И далее, прочитав подобные открытия, уже не удивляешься другим... придуманным: что Сережа опытный журналист и в тюрьме начал писать повесть о любви, а «Сталин учился лишь в грузинской духовной семинарии, путает Гоголя с Гегелем» [11: 285].

Согласно так называемой свободе слова, нынче в книгах можно придумывать что угодно и как угодно. Поэтому, почему бы не затащить на страницы фолианта почти в 500 страниц затасканную историю, правда, в своем изложении: «У осетин удивительное желание найти свое родство с именитыми людьми, видимо, вызванное вековой отсталостью. Здесь поговаривают, что настоящая фамилия Сталина Джугаев и отец его осетин княжеского рода, только мать грузинка» [11: 324]. Оказывается, по Стронгину, у Булгакова были планы «написать историю Ленинского бульвара, некогда Нестеровского, а потом Александровского, но он не решился».

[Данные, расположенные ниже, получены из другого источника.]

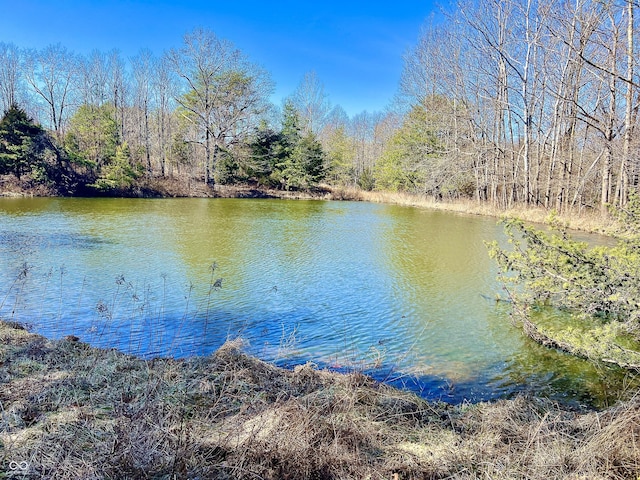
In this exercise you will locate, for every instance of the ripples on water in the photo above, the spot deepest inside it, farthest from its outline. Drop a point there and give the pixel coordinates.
(400, 293)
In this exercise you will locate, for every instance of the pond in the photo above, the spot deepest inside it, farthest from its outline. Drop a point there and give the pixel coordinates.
(404, 294)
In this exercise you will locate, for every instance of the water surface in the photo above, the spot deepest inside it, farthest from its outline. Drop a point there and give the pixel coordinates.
(402, 293)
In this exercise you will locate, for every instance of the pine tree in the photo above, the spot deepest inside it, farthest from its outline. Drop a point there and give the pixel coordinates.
(19, 135)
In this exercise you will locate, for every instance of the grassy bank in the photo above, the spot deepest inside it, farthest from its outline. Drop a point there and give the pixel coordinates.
(593, 221)
(72, 411)
(587, 220)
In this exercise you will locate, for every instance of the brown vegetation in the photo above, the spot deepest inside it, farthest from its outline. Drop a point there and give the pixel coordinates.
(72, 411)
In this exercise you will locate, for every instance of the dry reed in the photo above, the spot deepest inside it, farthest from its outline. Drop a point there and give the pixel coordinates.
(72, 411)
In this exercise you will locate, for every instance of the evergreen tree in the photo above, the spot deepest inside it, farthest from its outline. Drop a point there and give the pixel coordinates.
(301, 158)
(20, 145)
(598, 285)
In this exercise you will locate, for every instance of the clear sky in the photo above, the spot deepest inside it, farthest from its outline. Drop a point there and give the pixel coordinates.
(355, 47)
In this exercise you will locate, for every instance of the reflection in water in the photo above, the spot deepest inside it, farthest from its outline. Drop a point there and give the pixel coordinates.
(400, 293)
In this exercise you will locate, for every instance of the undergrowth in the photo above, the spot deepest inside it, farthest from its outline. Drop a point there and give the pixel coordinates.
(71, 411)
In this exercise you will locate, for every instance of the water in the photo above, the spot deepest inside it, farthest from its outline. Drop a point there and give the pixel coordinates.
(404, 294)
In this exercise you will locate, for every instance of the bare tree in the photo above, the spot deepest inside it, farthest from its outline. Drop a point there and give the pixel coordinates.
(10, 75)
(51, 74)
(143, 66)
(221, 91)
(312, 103)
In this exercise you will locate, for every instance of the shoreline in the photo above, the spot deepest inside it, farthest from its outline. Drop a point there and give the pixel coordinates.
(589, 221)
(73, 411)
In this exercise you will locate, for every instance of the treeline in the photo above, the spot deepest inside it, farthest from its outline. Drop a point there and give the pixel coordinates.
(525, 101)
(516, 101)
(201, 112)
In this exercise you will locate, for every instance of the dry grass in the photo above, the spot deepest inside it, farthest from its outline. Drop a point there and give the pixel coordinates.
(586, 220)
(72, 411)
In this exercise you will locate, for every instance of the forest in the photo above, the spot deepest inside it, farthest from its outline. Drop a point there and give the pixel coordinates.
(511, 102)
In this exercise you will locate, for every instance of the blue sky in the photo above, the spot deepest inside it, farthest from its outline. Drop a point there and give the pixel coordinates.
(355, 47)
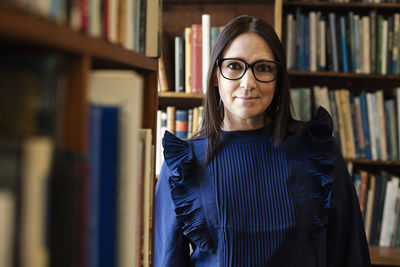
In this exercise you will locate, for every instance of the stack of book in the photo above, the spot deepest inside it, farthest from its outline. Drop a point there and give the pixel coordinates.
(135, 24)
(191, 58)
(354, 43)
(379, 197)
(365, 124)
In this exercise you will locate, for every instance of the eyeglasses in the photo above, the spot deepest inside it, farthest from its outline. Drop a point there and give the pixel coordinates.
(234, 69)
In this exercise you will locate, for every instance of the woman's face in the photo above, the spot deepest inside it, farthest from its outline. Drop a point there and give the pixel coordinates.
(246, 100)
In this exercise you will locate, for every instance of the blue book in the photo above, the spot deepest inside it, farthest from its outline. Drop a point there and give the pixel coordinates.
(103, 155)
(365, 125)
(332, 25)
(343, 40)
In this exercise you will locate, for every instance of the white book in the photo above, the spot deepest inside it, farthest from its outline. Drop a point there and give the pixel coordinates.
(152, 28)
(146, 135)
(389, 212)
(129, 25)
(370, 204)
(384, 49)
(36, 162)
(366, 66)
(313, 40)
(371, 126)
(397, 95)
(356, 19)
(324, 94)
(289, 42)
(7, 211)
(124, 89)
(95, 18)
(322, 44)
(382, 126)
(113, 21)
(206, 32)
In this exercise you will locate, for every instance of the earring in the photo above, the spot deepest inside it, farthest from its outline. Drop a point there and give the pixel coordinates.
(221, 104)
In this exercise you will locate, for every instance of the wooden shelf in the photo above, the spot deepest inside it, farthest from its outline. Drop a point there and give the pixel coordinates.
(30, 30)
(215, 2)
(180, 100)
(385, 256)
(375, 162)
(334, 5)
(343, 80)
(343, 75)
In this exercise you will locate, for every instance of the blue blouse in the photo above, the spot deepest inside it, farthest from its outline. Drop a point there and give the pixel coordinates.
(256, 204)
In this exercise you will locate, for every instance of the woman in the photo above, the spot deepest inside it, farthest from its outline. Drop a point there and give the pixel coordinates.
(255, 187)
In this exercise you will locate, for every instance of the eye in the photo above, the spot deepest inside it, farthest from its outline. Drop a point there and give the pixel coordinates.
(263, 67)
(235, 66)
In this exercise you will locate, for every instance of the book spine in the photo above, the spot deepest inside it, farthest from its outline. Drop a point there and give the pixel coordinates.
(179, 75)
(335, 58)
(188, 60)
(206, 33)
(181, 123)
(196, 59)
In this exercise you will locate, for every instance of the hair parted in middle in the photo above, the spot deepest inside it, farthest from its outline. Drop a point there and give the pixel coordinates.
(278, 115)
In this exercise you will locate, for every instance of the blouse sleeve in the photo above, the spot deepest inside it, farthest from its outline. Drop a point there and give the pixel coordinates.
(347, 243)
(171, 247)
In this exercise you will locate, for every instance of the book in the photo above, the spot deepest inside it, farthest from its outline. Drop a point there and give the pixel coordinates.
(205, 38)
(197, 59)
(102, 195)
(127, 98)
(179, 65)
(188, 59)
(148, 176)
(7, 209)
(389, 212)
(171, 119)
(36, 166)
(301, 99)
(181, 123)
(334, 52)
(153, 28)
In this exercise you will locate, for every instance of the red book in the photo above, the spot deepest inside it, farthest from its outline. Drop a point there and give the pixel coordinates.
(105, 21)
(196, 59)
(83, 6)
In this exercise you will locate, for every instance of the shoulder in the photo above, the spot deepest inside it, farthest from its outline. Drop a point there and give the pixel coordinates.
(178, 151)
(315, 136)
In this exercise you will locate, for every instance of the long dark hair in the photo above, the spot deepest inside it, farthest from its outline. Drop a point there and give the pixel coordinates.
(279, 112)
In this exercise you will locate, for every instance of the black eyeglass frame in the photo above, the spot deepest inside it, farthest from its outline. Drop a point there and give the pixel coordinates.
(247, 65)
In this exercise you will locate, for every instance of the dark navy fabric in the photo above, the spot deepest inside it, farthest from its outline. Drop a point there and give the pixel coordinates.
(257, 204)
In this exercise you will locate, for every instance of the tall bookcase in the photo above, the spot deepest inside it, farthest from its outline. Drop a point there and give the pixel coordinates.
(179, 14)
(23, 31)
(354, 82)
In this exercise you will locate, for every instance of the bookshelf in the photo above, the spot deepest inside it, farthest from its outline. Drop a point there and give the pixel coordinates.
(354, 82)
(178, 14)
(24, 31)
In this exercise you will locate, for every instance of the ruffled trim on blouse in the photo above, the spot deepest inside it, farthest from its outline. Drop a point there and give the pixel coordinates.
(179, 157)
(320, 163)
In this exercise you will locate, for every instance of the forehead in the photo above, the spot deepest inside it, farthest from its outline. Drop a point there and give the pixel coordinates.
(249, 46)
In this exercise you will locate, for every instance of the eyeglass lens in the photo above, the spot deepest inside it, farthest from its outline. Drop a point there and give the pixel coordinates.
(263, 70)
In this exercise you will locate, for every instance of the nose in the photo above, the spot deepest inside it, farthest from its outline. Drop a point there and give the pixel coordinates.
(248, 81)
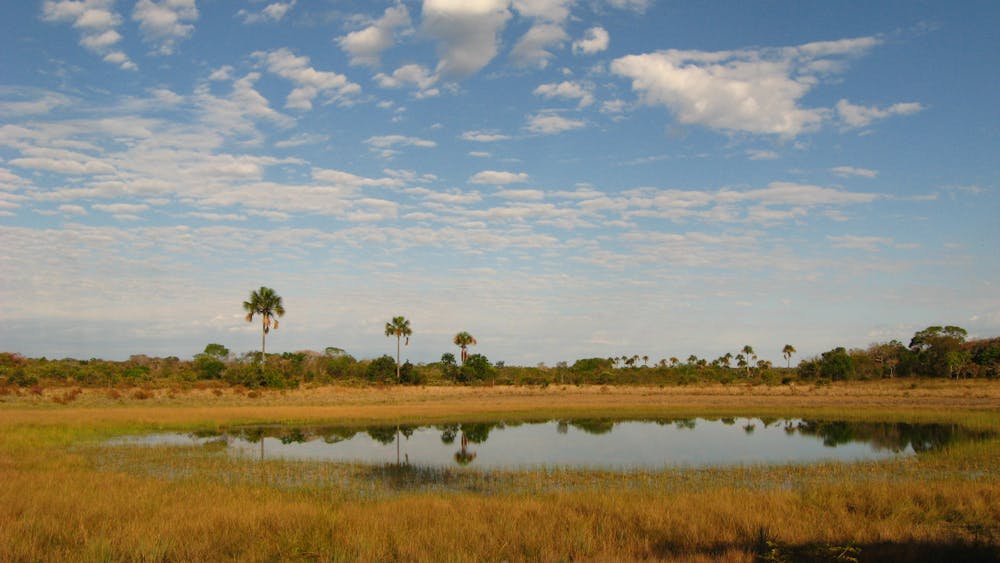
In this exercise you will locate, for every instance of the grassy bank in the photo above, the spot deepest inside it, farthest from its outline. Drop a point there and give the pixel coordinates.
(64, 495)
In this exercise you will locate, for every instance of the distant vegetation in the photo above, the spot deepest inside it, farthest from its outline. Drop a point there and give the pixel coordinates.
(940, 352)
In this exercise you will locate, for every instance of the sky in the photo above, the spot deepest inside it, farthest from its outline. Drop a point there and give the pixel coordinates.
(561, 178)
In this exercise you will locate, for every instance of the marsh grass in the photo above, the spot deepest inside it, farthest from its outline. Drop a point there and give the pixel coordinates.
(65, 495)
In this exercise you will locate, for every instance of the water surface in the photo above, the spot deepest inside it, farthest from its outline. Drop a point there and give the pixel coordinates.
(580, 443)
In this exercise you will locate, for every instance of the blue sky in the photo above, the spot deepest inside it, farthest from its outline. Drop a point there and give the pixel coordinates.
(561, 178)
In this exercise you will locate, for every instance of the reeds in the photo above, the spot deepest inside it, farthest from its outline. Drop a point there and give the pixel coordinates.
(66, 496)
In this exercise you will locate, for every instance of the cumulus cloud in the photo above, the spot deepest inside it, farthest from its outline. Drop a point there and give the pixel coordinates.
(96, 21)
(412, 75)
(594, 40)
(385, 144)
(566, 90)
(550, 123)
(309, 81)
(862, 116)
(848, 171)
(467, 32)
(365, 46)
(760, 154)
(634, 5)
(521, 195)
(271, 13)
(753, 91)
(870, 244)
(166, 22)
(236, 113)
(484, 136)
(498, 178)
(533, 49)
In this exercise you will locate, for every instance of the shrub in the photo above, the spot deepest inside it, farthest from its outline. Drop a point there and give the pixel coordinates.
(382, 370)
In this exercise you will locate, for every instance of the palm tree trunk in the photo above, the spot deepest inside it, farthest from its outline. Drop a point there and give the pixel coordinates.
(263, 336)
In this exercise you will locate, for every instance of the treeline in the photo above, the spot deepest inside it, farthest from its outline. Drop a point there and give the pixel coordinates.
(934, 352)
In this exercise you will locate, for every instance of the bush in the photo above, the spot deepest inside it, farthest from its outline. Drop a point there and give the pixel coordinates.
(382, 370)
(253, 376)
(477, 367)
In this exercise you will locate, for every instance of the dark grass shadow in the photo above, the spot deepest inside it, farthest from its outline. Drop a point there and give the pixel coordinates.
(897, 552)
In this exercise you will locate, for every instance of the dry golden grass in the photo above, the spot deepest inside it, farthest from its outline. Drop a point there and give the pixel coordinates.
(63, 496)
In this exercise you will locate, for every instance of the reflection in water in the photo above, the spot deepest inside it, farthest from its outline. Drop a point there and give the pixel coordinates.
(603, 443)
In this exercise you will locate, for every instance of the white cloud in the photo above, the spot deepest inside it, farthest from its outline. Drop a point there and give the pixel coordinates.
(309, 81)
(385, 144)
(594, 40)
(549, 123)
(302, 139)
(96, 21)
(165, 22)
(848, 171)
(754, 91)
(862, 116)
(498, 178)
(521, 195)
(410, 75)
(484, 136)
(552, 10)
(271, 13)
(236, 113)
(365, 46)
(760, 154)
(566, 90)
(533, 49)
(634, 5)
(120, 208)
(613, 106)
(36, 102)
(466, 31)
(222, 73)
(69, 209)
(387, 141)
(340, 178)
(871, 244)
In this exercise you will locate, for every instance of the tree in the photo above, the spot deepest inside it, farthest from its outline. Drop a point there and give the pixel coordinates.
(836, 365)
(463, 340)
(266, 303)
(749, 357)
(787, 352)
(398, 327)
(939, 350)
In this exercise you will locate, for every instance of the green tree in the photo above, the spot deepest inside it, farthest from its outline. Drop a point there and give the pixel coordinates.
(463, 340)
(381, 369)
(267, 304)
(788, 351)
(750, 357)
(940, 350)
(836, 364)
(398, 327)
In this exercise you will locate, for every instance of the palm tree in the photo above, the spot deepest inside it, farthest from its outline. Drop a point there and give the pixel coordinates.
(399, 327)
(788, 351)
(750, 356)
(266, 303)
(463, 340)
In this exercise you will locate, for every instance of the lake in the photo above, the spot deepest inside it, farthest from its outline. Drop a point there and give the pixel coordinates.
(579, 443)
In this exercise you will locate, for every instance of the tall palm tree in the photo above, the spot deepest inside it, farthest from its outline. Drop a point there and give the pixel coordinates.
(463, 340)
(750, 356)
(266, 303)
(398, 327)
(788, 351)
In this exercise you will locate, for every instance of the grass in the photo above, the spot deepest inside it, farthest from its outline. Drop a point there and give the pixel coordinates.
(63, 495)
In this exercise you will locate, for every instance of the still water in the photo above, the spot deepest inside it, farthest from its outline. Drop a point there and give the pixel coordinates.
(591, 443)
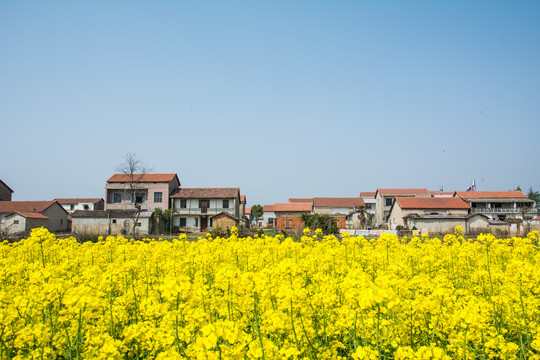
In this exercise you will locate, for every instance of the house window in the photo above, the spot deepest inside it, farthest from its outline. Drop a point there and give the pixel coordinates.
(288, 223)
(138, 198)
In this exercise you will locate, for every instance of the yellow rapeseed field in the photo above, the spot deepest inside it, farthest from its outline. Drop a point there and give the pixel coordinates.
(271, 298)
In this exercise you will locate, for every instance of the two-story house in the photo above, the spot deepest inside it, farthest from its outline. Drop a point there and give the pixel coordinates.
(5, 192)
(195, 208)
(152, 191)
(500, 205)
(384, 198)
(73, 204)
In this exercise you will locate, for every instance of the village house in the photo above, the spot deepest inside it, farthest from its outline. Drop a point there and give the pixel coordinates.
(288, 216)
(19, 217)
(500, 205)
(403, 206)
(269, 217)
(110, 222)
(73, 204)
(195, 208)
(5, 192)
(384, 198)
(369, 201)
(152, 191)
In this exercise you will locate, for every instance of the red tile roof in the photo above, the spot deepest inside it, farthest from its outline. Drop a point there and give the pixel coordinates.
(295, 207)
(338, 202)
(142, 178)
(301, 200)
(432, 203)
(206, 193)
(32, 215)
(491, 194)
(402, 191)
(25, 206)
(66, 201)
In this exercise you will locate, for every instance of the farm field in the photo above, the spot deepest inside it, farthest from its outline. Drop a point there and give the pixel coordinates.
(271, 298)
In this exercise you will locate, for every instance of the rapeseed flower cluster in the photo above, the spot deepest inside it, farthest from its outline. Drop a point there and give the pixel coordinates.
(271, 298)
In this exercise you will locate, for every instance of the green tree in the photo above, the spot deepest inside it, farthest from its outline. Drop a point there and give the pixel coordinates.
(256, 212)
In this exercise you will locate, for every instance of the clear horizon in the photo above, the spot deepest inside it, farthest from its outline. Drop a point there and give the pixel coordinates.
(281, 99)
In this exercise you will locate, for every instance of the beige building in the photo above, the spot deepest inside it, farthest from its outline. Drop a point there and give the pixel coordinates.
(150, 190)
(110, 222)
(5, 192)
(384, 199)
(57, 216)
(404, 206)
(194, 208)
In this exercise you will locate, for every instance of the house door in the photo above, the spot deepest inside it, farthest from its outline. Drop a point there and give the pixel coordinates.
(204, 223)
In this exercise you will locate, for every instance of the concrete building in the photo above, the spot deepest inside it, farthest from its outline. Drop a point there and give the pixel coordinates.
(288, 216)
(500, 205)
(57, 216)
(73, 204)
(384, 199)
(150, 190)
(5, 192)
(404, 206)
(110, 222)
(194, 208)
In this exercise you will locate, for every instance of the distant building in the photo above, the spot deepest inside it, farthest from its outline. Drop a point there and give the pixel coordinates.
(13, 213)
(73, 204)
(150, 190)
(195, 208)
(5, 192)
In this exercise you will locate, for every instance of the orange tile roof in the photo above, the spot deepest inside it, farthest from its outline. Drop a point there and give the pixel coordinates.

И правильно сделал, ибо Ленинского бульвара никогда во Владикавказе не существовало, так же, как и бронзового памятника Александру I, «красовавшегося у входа на Александровском проспекте» [11: 254]. Жаль, конечно, нагружать будущих историков Владикавказа подобными нелепостями — ведь будут рыться в архивах и опрашивать старожилов, где стоял бронзовый царь, ну ладно, и это можно простить. Но вот зачем причислять несуществующий монумент к высокому искусству и придумывать монолог Булгакова (он говорит жене): «Я мог бесконечно смотреть на памятник Александру во Владикавказе. Это — Искусство. Настоящее. Оно не умирает. Может кому-то нравится, кому-то — нет, но человеку, понимающему в творчестве толк и не делящему людей на пролетариев и буржуев, памятник Александру будет приятен всегда, если, увы, его когда-нибудь не снесут и не поставят на его месте аляповатую фигуру Маркса или Ленина...» [11: 380].

Кстати, для любопытных: памятник Карлу Марксу в столице Северной Осетии на проспекте так и не поставили, а первый монумент В.И. Ленину воздвигли по проекту известного скульптора В.В. Козлова! Не хочется относить все это к столичному снобизму (подумаешь, история какого-то кавказского города), и все же трудно понять: неужели «беллетристы» могут так неряшливо относиться к историческим фактам, тем более если они чуть ли не на каждой странице подчеркивают достоверность своей книги?

Не обошел вниманием Стронгин и знаменитый Пушкинский диспут, устроенный пролетарскими поэтами, редактором газеты «Коммунист» Астаховым, а потому предложил обогатить булгаковедение. Оказывается, оппонентов М.А. Булгакова и Б.Р. Беме должен был поддержать еще один известный в городе человек... «Все с надеждой смотрели на Александра Тихоновича Солодова — друга Кирова, Куприна и самого блестящего в городе фельетониста, который за свой фельетон «Смех и слезы» долгое время преследовался полицией. Но Солодов лишь криво улыбался, видимо, понимая, что собравшимся не совладать со стоящими у входа красноармейцами и судьба диспута предрешена» [11: 319].

Все верно: Солодов и большой друг Кирова, и блестящий фельетонист, но ни на красноармейцев, ни на пролетарских поэтов повлиять в 1920 году он не мог, потому что еще в апреле 1914 г. застрелился в редакции газеты «Терек». Об этом печальном факте писал Девлет Гиреев в романе-хронике «Гибель Фемиды» (Орджоникидзе: — Ир, 1983. — С. 3).

Спорить с издательством «Центрполиграф» о том, что «книга Варлена Стронгина «Любовь Михаила Булгакова» выделяется в ряду жизнеописаний Михаила Булгакова оригинальностью замысла и увлекательной формой подачи материала», думаю бесполезно, но отметить еще раз весьма приблизительное, скорее, неверное представление о пребывании М.А. Булгакова и его первой жены Татьяны Николаевны Лаппа во Владикавказе в 1920—1921 гг. — необходимо!

Поэтому желание представить, как все происходило в действительности, и является основной задачей этой книги. Авторы предлагают читателям не повествование о владикавказском периоде мастера и не «краеведческие атрибуции», а владикавказские загадки М.А. Булгакова. Поверьте! Их немало!